Infraspecific taxa and hybrids (except for a few commonly treated on a par with species) are omitted.

The general principles governing the choice of characters and states are:

  1. Terminology should conform to traditional usage. A few unfamiliar expressions ("companion sterile spikelets") have been used to secure generality, but are not intended as new terms.

  2. Characters should be broken down to simple elements. The principal exceptions are a few syndrome characters useful for tribal separation, and mixed collections of unusual states.

  3. All structural features should be retrievable.

  4. All diagnostic characters should be retrievable. Except fine distinctions between critical species for which text characters are provided.

  5. There should be a place for all characters, or at least suitable pegs on which to hang qualifying comment; some loosely defined facies characters fall into this category. A few of the commonest qualifiers have been given character status.

  6. The wording should be such that the characters can stand alone, but otherwise key–writing is ignored.

  7. Strict standardization of subjective character–states is regarded as impractical, but consistent distinctions within a genus should be attainable.

The character set is based upon phrases encountered during a wide experience of reading and writing descriptions, but inevitably it is a compromise between conflicting demands, not the least of which is the desirability of keeping it to a manageable size.

In the process of sorting out generic boundaries species have occasionally been accommodated in genera for which no combination has been made. No particular significance should be ascribed to these tentative assignments.

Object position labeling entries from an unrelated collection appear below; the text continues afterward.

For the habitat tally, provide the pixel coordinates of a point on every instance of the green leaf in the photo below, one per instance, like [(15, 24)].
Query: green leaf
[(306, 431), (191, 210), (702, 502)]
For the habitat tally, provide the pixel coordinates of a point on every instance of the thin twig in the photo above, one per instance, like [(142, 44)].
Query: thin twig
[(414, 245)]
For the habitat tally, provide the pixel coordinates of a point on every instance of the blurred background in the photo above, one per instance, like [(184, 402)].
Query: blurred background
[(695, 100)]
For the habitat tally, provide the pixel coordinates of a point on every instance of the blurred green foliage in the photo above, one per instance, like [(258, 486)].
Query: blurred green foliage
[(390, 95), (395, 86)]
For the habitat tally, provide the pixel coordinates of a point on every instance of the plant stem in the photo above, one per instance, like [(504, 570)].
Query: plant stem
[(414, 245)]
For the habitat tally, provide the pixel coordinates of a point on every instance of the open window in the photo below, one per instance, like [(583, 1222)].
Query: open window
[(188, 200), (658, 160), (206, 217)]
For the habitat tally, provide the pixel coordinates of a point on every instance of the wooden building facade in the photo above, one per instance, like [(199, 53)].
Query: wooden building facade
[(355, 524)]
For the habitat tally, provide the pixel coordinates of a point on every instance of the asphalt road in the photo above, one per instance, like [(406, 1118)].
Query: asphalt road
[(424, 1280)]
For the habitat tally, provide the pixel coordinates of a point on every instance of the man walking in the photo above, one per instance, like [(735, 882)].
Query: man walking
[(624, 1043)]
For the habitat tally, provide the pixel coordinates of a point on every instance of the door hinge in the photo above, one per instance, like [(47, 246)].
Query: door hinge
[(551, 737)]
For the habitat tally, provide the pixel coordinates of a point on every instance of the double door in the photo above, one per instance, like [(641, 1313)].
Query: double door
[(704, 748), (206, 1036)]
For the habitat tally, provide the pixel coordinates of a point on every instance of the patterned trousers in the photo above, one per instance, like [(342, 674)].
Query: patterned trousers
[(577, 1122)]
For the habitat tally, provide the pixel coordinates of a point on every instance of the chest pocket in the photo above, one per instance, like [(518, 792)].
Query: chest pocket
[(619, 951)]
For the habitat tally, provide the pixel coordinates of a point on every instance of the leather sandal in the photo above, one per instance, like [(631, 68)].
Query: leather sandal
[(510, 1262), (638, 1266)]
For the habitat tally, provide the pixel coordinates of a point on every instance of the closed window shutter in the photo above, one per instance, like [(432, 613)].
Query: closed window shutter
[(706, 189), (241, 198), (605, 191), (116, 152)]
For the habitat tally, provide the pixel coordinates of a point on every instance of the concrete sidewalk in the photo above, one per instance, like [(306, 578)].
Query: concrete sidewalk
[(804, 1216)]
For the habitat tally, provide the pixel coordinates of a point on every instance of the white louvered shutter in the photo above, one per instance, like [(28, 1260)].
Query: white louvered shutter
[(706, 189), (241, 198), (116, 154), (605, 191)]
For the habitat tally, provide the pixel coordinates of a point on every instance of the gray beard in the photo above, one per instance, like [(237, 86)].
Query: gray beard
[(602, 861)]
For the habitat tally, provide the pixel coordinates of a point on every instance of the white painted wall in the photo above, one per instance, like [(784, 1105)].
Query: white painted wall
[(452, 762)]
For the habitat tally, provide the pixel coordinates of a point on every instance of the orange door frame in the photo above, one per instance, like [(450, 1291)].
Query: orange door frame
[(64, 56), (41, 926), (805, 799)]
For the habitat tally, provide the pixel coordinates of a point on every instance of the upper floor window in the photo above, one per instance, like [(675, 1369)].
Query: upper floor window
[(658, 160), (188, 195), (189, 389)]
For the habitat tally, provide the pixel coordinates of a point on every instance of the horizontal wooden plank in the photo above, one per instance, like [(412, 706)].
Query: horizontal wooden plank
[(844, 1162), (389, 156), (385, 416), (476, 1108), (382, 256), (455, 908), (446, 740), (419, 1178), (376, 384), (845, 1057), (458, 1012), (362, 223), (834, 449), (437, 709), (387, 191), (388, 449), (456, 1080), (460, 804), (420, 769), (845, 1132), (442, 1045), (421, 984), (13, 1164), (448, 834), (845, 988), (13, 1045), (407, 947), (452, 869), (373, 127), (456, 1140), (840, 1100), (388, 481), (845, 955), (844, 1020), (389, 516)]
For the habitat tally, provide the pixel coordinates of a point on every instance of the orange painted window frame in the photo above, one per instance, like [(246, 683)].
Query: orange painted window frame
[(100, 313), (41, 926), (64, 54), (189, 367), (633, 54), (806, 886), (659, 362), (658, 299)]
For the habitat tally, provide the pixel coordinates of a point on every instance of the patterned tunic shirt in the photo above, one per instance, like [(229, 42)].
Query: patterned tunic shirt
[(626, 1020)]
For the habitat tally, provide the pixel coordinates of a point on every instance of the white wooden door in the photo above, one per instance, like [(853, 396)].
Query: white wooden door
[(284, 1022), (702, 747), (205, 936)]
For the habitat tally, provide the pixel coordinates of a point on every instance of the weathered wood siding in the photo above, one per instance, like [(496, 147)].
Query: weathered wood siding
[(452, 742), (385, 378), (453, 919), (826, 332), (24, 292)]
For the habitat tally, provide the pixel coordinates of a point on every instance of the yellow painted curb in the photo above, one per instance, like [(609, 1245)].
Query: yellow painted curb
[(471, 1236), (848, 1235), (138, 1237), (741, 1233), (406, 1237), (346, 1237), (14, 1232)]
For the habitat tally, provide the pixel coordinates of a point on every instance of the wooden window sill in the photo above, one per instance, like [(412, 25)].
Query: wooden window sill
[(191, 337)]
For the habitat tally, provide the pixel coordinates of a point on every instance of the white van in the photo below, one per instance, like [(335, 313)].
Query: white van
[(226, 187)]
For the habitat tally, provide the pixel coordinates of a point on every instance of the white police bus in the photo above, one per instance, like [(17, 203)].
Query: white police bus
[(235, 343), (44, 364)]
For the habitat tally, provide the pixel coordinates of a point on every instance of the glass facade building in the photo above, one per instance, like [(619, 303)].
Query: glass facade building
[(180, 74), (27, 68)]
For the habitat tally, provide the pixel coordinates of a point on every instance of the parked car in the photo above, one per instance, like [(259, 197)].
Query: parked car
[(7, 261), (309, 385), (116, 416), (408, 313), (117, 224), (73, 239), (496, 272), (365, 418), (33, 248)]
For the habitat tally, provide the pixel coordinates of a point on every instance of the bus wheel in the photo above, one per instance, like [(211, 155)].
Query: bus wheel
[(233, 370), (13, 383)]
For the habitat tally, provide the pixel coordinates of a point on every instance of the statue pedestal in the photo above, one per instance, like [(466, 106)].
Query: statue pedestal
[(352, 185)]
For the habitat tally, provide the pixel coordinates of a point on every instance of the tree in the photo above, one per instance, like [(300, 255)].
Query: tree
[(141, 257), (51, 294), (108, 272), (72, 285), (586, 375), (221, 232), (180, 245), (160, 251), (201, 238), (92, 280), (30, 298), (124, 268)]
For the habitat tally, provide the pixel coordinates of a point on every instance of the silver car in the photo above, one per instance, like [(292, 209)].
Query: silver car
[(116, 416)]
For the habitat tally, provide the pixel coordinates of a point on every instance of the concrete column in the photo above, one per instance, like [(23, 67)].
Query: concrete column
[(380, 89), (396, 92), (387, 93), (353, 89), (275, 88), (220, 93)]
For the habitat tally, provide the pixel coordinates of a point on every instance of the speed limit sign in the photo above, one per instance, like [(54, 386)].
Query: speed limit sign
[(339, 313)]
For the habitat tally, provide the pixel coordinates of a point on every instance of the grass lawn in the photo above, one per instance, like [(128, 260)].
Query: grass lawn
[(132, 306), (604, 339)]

The descriptions are mostly taken from literature with minimal herbarium checking, many of them from a time when the character set was considerably shorter. They all need revision and we welcome your co–operation to improve their quality and enhance their usefulness.

The dataset is released, without charge, on the understanding that corrections and additions are communicated to us from time to time for incorporation in the master ITEMS file. In descriptive mode a character for notifying changes is provided for this purpose; it should be used as a flag, to be cleared when update implemented. We hope that, with your help, we can develop this into an international database, giving all agrostologists access to morphological information on a world–wide scale.